Wednesday, August 4, 2010


RAIN was predicted ~ bus view in Salisbury
It's difficult to get to STONEHENGE unless you take a tour... no public transportation gets you to the site. JPE booked a full-day bus tour (Golden Tours) w/Tobey, as our guide. Our first stop - STONEHENGE.... the  mystical, majestic stone circle located about 15 minutes from Salisbury. 

Stonehenge Display
STONEHENGE means "hanging stones" & this stone circle is different from the rest (England has other stone circles) because it has horizontal crosspieces called "lintels."

Monoliths, lintels + bluestones
An audio-guide was provided - but it was difficult to juggle capturing pics of the site & listen to the information. My camera won the struggle! 

The tall monoliths  (largest is 45 tons) & lintels (about 7 tons) came from an area 20 miles away... The shorter stones (foreground of the pic above) are "bluestones" and originate in Wales, 240 miles away. It's mind-boggling thinking about moving these stones & then standing them upright!

The only way to get "close to the stones" is by booking a special tour with the English Heritage website - IN ADVANCE. These tours take place before or after regular visiting hours. I first visited Stonehenge in 1971 & was able to wander the area freely. Of course, I don't have to tell you why the area is roped off... tourists had taken a hammer & chisel to take a piece of the stone for a souvenir!!!
damaged stone

STONEHENGE is still considered a "celestial calendar" & studies of other stone circles determined that they were designed to calculate the movement of the sun, moon & stars. People used "celestial calendars" to tell them when to plant & harvest their crops.... 

Salisbury Cathedral
Next stop - Salisbury Cathedral.... Known for its huge spire (404 ft) ~ the tallest in ENGLAND!
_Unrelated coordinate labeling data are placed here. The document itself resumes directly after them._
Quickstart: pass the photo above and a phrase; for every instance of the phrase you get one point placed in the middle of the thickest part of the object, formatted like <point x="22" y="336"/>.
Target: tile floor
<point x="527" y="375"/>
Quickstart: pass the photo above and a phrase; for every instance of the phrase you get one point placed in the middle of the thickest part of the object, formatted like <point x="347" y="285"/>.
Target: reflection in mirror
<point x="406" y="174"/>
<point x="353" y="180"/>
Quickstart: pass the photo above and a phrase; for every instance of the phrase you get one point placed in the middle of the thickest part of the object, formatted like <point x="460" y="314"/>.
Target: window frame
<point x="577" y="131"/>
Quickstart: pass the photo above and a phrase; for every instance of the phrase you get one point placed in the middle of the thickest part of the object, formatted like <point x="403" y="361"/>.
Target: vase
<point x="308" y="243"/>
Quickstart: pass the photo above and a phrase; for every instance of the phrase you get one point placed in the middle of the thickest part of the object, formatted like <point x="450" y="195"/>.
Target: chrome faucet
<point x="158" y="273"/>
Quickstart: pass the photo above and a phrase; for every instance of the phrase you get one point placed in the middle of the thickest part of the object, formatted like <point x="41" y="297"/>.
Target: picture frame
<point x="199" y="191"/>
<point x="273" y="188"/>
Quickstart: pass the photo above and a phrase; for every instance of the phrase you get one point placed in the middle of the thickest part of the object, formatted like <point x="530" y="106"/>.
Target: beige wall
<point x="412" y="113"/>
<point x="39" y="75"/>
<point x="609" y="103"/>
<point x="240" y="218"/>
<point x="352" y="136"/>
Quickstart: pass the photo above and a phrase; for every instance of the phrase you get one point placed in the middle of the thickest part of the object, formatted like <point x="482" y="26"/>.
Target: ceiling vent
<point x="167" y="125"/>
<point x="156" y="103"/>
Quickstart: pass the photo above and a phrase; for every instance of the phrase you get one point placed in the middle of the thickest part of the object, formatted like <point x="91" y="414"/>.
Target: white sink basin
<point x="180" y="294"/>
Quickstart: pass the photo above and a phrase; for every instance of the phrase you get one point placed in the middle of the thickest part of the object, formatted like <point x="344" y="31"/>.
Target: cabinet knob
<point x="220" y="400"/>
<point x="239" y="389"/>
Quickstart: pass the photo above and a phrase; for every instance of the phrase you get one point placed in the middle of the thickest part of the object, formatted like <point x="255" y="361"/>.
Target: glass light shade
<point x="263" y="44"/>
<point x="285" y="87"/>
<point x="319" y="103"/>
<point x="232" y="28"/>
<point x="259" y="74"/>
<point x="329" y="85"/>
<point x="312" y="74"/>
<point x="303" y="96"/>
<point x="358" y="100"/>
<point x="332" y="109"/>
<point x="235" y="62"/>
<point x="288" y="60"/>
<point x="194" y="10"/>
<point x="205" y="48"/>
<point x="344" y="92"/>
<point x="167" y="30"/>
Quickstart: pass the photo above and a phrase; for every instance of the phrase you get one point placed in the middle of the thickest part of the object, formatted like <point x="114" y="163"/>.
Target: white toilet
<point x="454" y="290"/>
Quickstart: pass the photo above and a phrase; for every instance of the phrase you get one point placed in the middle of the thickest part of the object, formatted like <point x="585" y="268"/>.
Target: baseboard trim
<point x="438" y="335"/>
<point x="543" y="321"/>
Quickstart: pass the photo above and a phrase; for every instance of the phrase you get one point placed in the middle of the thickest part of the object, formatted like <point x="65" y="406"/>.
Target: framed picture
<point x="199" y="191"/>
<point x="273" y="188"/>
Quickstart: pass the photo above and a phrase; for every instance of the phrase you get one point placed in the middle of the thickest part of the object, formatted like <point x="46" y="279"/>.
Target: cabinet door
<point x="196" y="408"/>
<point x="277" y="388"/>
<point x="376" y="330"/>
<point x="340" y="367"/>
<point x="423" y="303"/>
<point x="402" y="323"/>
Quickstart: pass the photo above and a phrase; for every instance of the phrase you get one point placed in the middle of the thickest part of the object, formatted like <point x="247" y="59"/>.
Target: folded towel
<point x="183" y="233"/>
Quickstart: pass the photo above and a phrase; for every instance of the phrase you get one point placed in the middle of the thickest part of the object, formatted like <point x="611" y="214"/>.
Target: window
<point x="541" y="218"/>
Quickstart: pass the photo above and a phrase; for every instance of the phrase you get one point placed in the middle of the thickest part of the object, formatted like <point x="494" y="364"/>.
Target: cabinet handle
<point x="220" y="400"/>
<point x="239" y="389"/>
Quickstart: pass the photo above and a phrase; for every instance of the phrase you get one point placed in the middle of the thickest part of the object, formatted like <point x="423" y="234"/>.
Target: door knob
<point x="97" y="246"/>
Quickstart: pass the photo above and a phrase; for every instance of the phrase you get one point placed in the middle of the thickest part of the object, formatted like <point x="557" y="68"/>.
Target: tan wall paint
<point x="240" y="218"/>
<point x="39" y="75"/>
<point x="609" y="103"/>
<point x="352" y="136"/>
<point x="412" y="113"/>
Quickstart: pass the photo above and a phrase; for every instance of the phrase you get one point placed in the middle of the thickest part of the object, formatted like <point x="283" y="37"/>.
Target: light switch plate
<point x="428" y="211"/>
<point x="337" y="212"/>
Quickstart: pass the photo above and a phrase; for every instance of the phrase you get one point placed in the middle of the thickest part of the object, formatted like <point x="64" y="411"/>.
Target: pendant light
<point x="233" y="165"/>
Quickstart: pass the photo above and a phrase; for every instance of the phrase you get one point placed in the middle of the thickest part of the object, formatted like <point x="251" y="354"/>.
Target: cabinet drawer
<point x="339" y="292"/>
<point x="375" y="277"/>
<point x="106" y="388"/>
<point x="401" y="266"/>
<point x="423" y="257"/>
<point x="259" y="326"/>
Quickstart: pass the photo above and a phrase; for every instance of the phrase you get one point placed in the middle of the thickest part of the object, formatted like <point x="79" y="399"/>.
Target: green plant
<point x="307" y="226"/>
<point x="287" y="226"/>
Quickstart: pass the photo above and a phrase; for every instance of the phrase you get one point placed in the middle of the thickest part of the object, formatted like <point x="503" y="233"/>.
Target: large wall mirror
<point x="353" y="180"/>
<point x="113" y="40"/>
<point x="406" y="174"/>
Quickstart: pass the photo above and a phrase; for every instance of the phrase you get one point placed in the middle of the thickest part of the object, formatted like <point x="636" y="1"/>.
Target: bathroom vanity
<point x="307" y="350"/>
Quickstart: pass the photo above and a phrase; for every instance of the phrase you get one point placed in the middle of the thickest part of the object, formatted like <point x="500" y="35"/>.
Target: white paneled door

Learned this Gothic cathedral was built in 38 years - an amazing feat in the Middle Ages! Cathedrals often took centuries to build, instead of several decades. For this reason, this structure's style actually looks uniform & not a patched together design like other churches.

As you can see from height of the exterior, the inside stone columns would have to be massive - they were!!!

Just off the cathedral is the "Chapter House." This is the part of the church where the daily prayers or verses were read. One of four "copies" of the Magna Carta (our Constitution is based on this document) is located in this Chapter House. The writing is extremely small & difficult to read - pictures were not allowed in this area.

LOVED the richness of the burgundy in this stained glass window ~ Salisbury Cathedral

Our final stop ~ the "BATH" part of our trip!

The medieval Roman baths were crowded! chaotic! they might have been spectacular but we've been to Rome, so so JPE & I breezed through the site... the tour cost included an audio guide w/lots of info... at the "numbered spots" you would key in the number to hear the information. Author, Bill Bryson, Notes on a Small Island, was one of the narrators!

We took in the "street scene" and visited the Bath Abbey, located just outside the bathhouse.

We learned this was the "last" medieval church built in England, over 500 years ago.

The church facade was pretty scruffy - but we loved the carvings... The angels are descending down the ladder....
Bath Abbey ~ angel


  1. So awesome! We didn't make it to Stonehenge. I thought you could only go inside the circle during the solstice. I'm glad to hear there is another option. Fantastic! That angel is adorable. I feel like I'm visiting England by following your journey. Thanks!

  2. How cool! Nice photos--wish I were there. Will look forward to your balance post.

  3. Mary & junebug - thanks for checking in! blogging a-broad has stretched me (finding words & pics to post)! i fear when we return i will have nothing exciting to post... but, i WILL have weekword!
    Will try to find some "balance" today!

  4. I have one important question, mostly directed to my brother: Have you been able to find good coffee?

  5. Jan ~
    YES - we've found good coffee - Starbuck's is across the street from our flat, but coffee & tea can be found in every area! London is the "melting pot of diversity" so we've found Italian cappuccino, espresso, cafe Americano (espresso that is watered down - they don't make filtered coffee); but mostly we are enjoying tea & trying new blends! The street cafes are great for people watching! and the pubs are standing room only!